Hey, is there a good way to share memory among different workers?

zhan0903 commented 5 years ago

System information

OS Platform and Distribution (e.g., Linux Ubuntu 16.04):
Ray installed from (source or binary):
Ray version:
Python version:
Exact command to reproduce:

Describe the problem

Hello, I want to create some workers to generate experiences for reinforcement learning problems and add all these experiences into a share replay buff, is there a good way to implement it? I know ray example of Ape-X provide a similar solution, but that example is based on tensorflow which my code is based on pytorch, and I can not find out how the Ape-X example implement the replay memory.

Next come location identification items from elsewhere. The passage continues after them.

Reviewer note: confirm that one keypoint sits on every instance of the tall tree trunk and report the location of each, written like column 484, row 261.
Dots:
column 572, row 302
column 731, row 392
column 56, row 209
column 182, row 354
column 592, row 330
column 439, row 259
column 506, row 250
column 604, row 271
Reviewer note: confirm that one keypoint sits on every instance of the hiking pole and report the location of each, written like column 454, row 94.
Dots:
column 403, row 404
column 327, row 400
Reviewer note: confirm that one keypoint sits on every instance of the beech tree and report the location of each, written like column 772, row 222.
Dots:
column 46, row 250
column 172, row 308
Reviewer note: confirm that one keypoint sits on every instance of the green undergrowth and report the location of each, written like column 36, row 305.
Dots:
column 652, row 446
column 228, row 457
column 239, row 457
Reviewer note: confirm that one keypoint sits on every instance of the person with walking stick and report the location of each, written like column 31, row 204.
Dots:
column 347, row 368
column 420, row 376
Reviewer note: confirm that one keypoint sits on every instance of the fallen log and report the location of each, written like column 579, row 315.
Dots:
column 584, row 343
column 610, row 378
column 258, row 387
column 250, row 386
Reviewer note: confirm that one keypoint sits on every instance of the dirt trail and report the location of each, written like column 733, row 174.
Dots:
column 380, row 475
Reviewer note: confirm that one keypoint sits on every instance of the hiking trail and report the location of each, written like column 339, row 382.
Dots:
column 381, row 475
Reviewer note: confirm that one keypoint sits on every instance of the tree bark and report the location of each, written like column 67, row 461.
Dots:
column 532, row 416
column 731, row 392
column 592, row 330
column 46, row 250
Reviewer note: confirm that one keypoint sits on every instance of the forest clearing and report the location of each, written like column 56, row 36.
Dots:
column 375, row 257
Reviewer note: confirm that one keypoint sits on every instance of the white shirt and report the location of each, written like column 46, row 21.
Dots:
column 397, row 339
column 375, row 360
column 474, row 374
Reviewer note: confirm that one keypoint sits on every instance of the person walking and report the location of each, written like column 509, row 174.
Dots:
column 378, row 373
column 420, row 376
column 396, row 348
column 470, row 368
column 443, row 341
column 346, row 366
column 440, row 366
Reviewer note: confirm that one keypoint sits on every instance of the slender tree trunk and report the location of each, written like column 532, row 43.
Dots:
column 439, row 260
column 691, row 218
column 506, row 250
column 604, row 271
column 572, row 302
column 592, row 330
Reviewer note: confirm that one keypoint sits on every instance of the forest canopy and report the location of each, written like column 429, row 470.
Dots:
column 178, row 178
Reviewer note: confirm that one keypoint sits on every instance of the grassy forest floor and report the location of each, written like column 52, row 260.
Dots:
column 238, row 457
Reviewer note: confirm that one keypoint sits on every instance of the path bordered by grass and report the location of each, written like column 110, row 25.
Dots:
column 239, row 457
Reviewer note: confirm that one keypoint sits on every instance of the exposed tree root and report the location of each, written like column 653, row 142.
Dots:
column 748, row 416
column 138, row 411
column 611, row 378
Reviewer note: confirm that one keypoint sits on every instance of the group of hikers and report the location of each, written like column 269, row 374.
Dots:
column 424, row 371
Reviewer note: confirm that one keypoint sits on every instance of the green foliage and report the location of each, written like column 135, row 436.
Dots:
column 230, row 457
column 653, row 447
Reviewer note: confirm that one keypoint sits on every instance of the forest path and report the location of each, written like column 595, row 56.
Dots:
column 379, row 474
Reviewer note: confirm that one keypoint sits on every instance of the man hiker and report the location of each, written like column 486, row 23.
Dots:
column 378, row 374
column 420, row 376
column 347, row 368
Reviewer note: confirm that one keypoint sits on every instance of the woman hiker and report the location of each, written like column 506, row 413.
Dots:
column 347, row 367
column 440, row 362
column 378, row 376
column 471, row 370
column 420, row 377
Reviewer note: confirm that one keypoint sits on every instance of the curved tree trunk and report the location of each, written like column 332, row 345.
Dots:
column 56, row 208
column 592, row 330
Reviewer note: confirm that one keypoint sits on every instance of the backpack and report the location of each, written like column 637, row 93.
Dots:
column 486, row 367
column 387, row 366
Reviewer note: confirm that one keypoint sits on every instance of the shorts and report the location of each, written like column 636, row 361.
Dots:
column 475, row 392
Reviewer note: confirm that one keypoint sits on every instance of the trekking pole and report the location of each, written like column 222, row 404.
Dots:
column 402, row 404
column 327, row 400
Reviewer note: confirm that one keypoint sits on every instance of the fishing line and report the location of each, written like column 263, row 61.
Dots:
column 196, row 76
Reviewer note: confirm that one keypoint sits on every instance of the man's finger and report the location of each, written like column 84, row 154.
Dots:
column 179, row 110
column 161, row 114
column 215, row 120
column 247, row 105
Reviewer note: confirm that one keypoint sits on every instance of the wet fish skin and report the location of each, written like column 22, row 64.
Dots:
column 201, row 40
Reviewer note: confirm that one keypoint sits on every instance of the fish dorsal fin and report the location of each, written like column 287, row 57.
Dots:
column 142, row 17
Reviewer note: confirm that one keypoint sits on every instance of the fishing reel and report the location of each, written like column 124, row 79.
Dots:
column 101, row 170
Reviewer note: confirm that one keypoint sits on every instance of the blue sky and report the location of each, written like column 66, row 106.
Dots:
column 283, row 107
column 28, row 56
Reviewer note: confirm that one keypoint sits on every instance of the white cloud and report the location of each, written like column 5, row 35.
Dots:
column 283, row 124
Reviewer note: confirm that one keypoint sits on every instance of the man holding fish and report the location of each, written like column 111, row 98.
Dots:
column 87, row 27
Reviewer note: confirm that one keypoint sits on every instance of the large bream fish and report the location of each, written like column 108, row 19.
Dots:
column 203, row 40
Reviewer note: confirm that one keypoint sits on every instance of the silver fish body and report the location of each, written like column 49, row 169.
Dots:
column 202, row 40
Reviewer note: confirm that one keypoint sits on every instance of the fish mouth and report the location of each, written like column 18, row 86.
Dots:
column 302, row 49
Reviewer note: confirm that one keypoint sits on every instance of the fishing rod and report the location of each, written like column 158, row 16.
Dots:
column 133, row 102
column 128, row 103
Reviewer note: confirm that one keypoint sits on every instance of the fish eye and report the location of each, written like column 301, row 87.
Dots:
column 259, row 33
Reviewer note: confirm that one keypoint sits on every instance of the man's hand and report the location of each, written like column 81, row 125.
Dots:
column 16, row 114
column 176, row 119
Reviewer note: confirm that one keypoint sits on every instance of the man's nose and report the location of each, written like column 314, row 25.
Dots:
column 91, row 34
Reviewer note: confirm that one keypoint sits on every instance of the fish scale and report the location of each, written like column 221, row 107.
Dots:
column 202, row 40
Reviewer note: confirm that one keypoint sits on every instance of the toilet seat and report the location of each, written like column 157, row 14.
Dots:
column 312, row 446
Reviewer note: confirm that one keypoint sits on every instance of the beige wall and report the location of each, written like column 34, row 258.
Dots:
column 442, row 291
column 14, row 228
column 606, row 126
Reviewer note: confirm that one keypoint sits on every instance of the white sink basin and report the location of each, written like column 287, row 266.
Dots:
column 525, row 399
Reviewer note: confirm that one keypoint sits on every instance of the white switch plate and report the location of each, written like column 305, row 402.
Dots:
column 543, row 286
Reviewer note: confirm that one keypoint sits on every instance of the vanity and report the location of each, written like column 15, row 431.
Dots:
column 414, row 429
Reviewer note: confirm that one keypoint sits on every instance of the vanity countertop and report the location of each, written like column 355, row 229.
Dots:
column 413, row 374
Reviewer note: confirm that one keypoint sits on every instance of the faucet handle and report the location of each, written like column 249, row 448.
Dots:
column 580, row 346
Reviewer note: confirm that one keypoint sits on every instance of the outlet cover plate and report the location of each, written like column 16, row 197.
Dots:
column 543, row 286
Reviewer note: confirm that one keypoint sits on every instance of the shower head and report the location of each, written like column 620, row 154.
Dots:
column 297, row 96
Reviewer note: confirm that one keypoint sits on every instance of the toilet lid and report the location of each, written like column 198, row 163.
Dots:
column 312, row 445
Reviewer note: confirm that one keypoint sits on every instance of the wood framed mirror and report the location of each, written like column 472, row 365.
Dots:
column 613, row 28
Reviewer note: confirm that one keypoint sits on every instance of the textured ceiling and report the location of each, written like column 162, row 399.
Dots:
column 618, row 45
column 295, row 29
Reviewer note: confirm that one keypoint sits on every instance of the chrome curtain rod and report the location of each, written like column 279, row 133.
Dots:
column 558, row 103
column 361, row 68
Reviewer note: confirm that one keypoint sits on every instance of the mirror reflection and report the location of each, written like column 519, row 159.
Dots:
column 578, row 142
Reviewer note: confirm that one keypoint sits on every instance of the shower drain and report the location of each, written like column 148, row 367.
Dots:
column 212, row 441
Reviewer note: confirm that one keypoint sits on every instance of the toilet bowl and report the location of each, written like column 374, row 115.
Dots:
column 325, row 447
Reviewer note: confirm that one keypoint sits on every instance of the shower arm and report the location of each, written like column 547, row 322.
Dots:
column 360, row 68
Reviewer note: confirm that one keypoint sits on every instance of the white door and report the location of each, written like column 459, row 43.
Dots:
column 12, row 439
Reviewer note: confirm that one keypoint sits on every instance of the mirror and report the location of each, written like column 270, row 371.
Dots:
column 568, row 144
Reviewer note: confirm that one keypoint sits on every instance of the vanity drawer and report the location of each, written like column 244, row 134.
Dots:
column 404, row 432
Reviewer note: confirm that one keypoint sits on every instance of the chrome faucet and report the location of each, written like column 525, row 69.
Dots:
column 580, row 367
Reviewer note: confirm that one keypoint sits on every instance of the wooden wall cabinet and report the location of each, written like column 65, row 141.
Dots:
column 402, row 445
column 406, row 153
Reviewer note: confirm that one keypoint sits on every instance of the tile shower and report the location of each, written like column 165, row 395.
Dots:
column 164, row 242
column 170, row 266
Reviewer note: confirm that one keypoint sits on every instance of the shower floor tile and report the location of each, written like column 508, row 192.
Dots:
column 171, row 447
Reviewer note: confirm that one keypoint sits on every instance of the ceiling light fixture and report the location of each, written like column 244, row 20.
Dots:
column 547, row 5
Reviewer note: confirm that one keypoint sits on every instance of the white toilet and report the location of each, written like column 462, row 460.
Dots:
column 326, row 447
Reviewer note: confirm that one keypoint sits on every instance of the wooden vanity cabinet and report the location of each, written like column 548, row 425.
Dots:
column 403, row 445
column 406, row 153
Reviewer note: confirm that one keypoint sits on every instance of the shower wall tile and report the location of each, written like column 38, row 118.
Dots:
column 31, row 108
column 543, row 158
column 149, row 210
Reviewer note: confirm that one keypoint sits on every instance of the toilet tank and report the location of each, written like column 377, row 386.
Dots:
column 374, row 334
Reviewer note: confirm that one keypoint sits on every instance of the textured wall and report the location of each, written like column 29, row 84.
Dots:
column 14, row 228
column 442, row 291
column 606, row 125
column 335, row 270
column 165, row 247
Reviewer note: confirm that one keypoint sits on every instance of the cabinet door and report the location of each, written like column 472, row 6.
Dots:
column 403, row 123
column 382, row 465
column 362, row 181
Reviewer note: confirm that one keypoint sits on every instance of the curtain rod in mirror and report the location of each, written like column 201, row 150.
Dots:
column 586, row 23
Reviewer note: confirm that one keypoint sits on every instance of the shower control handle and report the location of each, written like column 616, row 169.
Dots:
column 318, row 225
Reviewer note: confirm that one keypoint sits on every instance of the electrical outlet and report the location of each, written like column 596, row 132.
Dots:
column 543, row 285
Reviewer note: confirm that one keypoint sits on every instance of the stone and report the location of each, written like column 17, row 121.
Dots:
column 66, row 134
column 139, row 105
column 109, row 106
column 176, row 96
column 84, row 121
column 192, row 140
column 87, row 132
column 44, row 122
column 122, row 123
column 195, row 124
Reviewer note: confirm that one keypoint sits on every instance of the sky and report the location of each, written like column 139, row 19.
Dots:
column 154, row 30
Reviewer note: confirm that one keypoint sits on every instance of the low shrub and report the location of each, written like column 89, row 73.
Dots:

Thanks.

Source code / logs

ericl commented 5 years ago

Hi, the steps for pytorch would be:

implement a pytorch class that extends PolicyGraph: https://github.com/ray-project/ray/blob/master/python/ray/rllib/evaluation/policy_graph.py You just need to implement compute_actions() and compute_apply(batch).
Create an AsyncReplayOptimizer (same as used for apex): https://github.com/ray-project/ray/blob/master/python/ray/rllib/optimizers/async_replay_optimizer.py Use this make function: https://github.com/ray-project/ray/blob/master/python/ray/rllib/optimizers/policy_optimizer.py#L157

-or-

You can use the replay buffer class directly https://github.com/ray-project/ray/blob/master/python/ray/rllib/optimizers/replay_buffer.py (you'll have to parallelize this manually with Ray APIs).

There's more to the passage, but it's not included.